Computing Composite Scores (Mean)
Introduction
In this post, I am going to demonstrate how to compute composite scores or means aggregated over multiple items. There are at least two approaches to achieve the goal.
Let’s load necessary packages first.
library(tidyverse)
Create hypothetical data sets: one with complete data and one with missing values.
#id = unique id number for each participant
#se refers self-efficacy
#se1 refers to the first survey item of the self-efficacy scale
mydata<-data.frame(
id = c(1:3),
se1 = c(1, 3, 4),
se2 = c(2, 2, 5),
se3 = c(1, 3, 3)
)
missdata<-data.frame(
id = c(1:3),
se1 = c(1, 3, 4),
se2 = c(NA, 2, 5),
se3 = c(1, 3, NA)
)
Check our data set.
mydata
## id se1 se2 se3
## 1 1 1 2 1
## 2 2 3 2 3
## 3 3 4 5 3
missdata
## id se1 se2 se3
## 1 1 1 NA 1
## 2 2 3 2 3
## 3 3 4 5 NA
We are ready to explore the data.
First Approach: R Base Functions
Since we are interested in computing means, rowMeans
will do the work.
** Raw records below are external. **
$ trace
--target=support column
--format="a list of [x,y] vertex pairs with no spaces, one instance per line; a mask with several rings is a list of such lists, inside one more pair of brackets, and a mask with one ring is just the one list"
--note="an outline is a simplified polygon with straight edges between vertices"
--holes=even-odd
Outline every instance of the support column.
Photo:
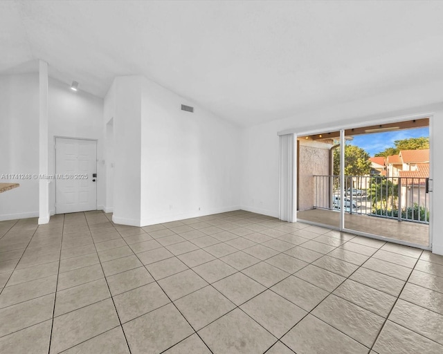
[[[48,174],[48,63],[39,61],[39,174]],[[39,180],[39,225],[49,222],[49,183]]]

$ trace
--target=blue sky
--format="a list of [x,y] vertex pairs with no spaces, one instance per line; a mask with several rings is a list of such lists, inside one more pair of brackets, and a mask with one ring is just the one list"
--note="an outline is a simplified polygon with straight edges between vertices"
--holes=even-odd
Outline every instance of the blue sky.
[[375,153],[383,151],[387,147],[394,147],[395,140],[421,136],[429,136],[429,127],[356,136],[353,140],[347,142],[351,145],[356,145],[364,149],[368,153],[373,156]]

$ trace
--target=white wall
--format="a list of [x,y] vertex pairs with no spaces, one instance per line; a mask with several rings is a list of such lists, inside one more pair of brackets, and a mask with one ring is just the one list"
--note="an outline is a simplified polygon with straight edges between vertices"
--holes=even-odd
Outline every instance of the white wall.
[[116,83],[113,82],[105,97],[103,104],[103,124],[105,125],[105,161],[106,169],[105,212],[114,210],[114,173],[115,155],[115,133],[114,118],[116,115]]
[[140,226],[141,77],[116,77],[105,106],[104,126],[114,118],[114,156],[108,156],[114,166],[112,220]]
[[[368,99],[347,104],[325,107],[321,110],[300,114],[298,117],[255,125],[246,128],[243,133],[243,164],[242,182],[242,207],[246,210],[278,216],[278,137],[279,131],[293,129],[305,133],[316,130],[337,129],[367,122],[383,121],[390,118],[406,118],[422,113],[434,113],[433,127],[431,127],[433,151],[443,151],[443,105],[424,104],[406,109],[399,109],[417,101],[410,93],[396,93],[390,97]],[[389,99],[392,102],[389,102]],[[424,97],[426,99],[426,97]],[[397,110],[395,110],[397,109]],[[384,111],[384,113],[383,113]],[[432,153],[434,152],[432,151]],[[438,156],[435,154],[435,156]],[[433,248],[443,254],[443,165],[431,160],[431,176],[434,178],[434,201],[431,206]],[[434,232],[435,230],[435,232]]]
[[[39,173],[39,75],[0,76],[0,176]],[[32,178],[0,194],[0,221],[38,216],[39,183]]]
[[[49,78],[48,173],[55,173],[55,137],[97,140],[97,206],[104,209],[106,176],[104,161],[103,99]],[[53,214],[55,183],[49,185],[49,207]]]
[[238,209],[240,128],[143,82],[142,225]]

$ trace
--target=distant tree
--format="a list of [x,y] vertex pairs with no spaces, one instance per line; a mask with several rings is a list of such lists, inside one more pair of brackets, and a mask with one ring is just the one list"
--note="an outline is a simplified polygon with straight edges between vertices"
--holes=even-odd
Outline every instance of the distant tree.
[[409,138],[394,142],[395,147],[388,147],[383,151],[376,153],[375,156],[388,157],[391,155],[398,155],[401,150],[421,150],[429,149],[429,138]]
[[[387,212],[389,206],[392,209],[397,209],[398,187],[397,184],[394,184],[385,178],[372,178],[368,196],[371,201],[372,208],[376,212],[380,209],[381,214],[383,212]],[[378,212],[376,212],[376,214]]]
[[[365,176],[371,171],[369,153],[355,145],[345,145],[345,176]],[[340,174],[340,149],[334,150],[334,174]],[[347,183],[350,185],[350,181]]]

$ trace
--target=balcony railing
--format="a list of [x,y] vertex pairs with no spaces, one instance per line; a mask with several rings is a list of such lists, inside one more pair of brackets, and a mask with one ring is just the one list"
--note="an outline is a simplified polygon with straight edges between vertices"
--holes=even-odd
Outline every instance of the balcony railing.
[[[429,223],[429,178],[345,176],[349,214]],[[339,211],[340,176],[314,176],[314,207]]]

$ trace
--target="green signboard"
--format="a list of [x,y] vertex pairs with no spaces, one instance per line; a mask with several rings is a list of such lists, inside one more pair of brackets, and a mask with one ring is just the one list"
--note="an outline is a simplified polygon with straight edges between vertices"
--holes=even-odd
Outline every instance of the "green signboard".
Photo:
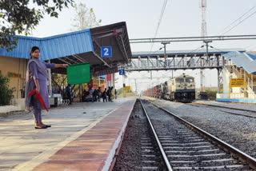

We need to create a new variable called se to represent each participant’s overall level of self-efficacy and specify what columns or items are needed for computing the composite score for each person (mean in this case). Let’s play with our complete data set mydata
first.
mydata$se<-rowMeans(mydata[, c("se1", "se2", "se3")], na.rm=T)
mydata
## id se1 se2 se3 se
## 1 1 1 2 1 1.333333
## 2 2 3 2 3 2.666667
## 3 3 4 5 3 4.000000
na.rm
is an argument for determining how to deal with cases with missing values. It is not particularly relevant here since there is no missing value in mydata
.
Second Approach: Tidyverse
mydata %>% mutate (se = rowMeans(select(., c("se1", "se2", "se3")), na.rm=T))
## id se1 se2 se3 se
## 1 1 1 2 1 1.333333
## 2 2 3 2 3 2.666667
## 3 3 4 5 3 4.000000
mutate
is a great function to create new variables. select
is another function to select the variables needed. . (dot) refers to mydata
. Here, na.rm
is also not particularly relevant here since there is no missing value. It looks like we have identical values. Good!
Deal with Missing Values
na.rm
will be relevant when dealing with data containing missing values. na.rm = FALSE
is very similar to the idea of list-wise deletion. That is, R will not compute the composite score for any row or person that contains a missing value for the items you selected. On the contrary, na.rm = TRUE
is very similar to the idea of the full information approach. That is, R will utilize all the possible information from the items to compute the mean. If there is a missing value in one of the three items, R will still compute the mean based on the values of the other two items.
#list-wise deletion approach
missdata$list<-rowMeans(missdata[, c("se1", "se2", "se3")], na.rm=F)
#full information approach
missdata$full<-rowMeans(missdata[, c("se1", "se2", "se3")], na.rm=T)
missdata
## id se1 se2 se3 list full
## 1 1 1 NA 1 NA 1.000000
## 2 2 3 2 3 2.666667 2.666667
## 3 3 4 5 NA NA 4.500000
As you can see here, since there is a missing value for person 1 and person 3 in one of the self-efficacy items, na.rm=F
will discard all the other information from items that do contain information and will not compute the mean for that person. On the contrary, na.rm=T
will still compute the mean based on the information from items that do not have missing values. This idea is the same when using Tidyverse.
#list-wise deletion approach
missdata %>% mutate (list = rowMeans(select(., c("se1", "se2", "se3")), na.rm=F))
## id se1 se2 se3 list
## 1 1 1 NA 1 NA
## 2 2 3 2 3 2.666667
## 3 3 4 5 NA NA
#full information approach
missdata %>% mutate (full = rowMeans(select(., c("se1", "se2", "se3")), na.rm=T))
## id se1 se2 se3 full
## 1 1 1 NA 1 1.000000
## 2 2 3 2 3 2.666667
## 3 3 4 5 NA 4.500000
We have the identical results here. Using the full information approach na.rm=T
, for person 1, the mean is 1 ((1+1)/2) despite a missing value for item 2.